Alternative Market Areas
During our research process, we found several alternative of estimating market area, from both geometric and economic approaches. Voronoi diagrams are a more accurate implementation of the quarter circle approach. We also found Huff’s Model and Reilly’s Law of Retail Gravitation, which are models designed by economists to give an more accurate estimation of market size.
Voronoi
A Voronoi diagram is a way of partitioning a plane into cells where all points within the cell are closer to a given seed, or in our case a store, than any other seed. Implementing these would be beneficial in order to get a more accurate model that scale to the number of neighboring stores.
Reilly’s
Reilly’s law is an economic principle that states that people are more drawn to areas with a higher population than those with smaller populations. This is an excellent way to estimate market area, but is somewhat complicated. Maps are usually edited by hand to account for geographic barriers such as rivers, and there are various limitations such as the populations of the two cities having to be relatively similar.
Huff’s Model
Huff’s law is a probabilistic model for estimating consumer attraction. It states that the attractiveness of a store and something called distance decay determine the likelihood of someone visiting the store. Distance decay is the idea that as people move farther and farther away, the likelihood exponentially decreases that they would visit the store.
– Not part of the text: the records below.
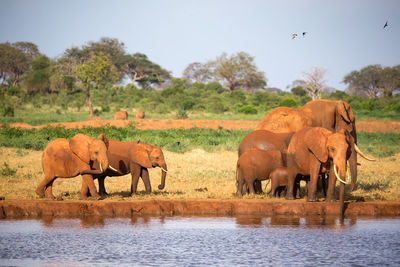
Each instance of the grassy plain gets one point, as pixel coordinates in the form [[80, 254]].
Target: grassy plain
[[195, 174]]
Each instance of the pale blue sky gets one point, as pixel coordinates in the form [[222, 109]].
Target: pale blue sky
[[342, 35]]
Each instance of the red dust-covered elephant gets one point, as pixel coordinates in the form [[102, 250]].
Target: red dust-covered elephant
[[135, 158], [68, 158]]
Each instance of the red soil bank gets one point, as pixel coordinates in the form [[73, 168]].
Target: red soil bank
[[77, 208], [362, 126]]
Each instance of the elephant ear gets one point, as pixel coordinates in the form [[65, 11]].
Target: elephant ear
[[103, 138], [79, 145], [345, 111], [316, 140], [140, 154]]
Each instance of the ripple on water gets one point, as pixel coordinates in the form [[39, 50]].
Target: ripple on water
[[220, 241]]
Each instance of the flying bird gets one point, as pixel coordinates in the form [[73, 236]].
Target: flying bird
[[386, 24]]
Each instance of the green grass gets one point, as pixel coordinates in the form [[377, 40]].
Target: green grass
[[176, 140]]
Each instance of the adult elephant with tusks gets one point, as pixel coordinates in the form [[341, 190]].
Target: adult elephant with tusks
[[135, 158], [316, 150], [338, 115], [67, 158]]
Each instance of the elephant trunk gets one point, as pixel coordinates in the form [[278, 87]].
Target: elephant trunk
[[353, 167], [164, 171]]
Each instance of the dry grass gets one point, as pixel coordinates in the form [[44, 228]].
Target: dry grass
[[195, 174]]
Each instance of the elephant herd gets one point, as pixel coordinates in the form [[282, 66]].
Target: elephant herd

In the real world this would mean that even though a store might be 10 times more attractive than another, if it is 10 times farther away, they most likely will not travel to it.
Final Results
This DSPG project produced the following as deliverables:
Rural grocery stores profitability dashboard
The DSPG Grocery (DSPGrocery) R package containing the relevant functions for the tool
Conclusion
Through continuous improvement, our tool presents a significant opportunity to combat food deserts, giving small rural business owners the means to create sustainable grocery stores and uplift their communities. In terms of the potential next steps of the project, we could implement better ways to calculate the market size (like Voronoi polygons and Reilly’s law), include start-up costs in the expense estimation, and give users more information about other credible resources that can help them. We hope that our tool can benefit disadvantaged communities with low food access as well as bolster small business by encouraging investment from potential entrepreneurs.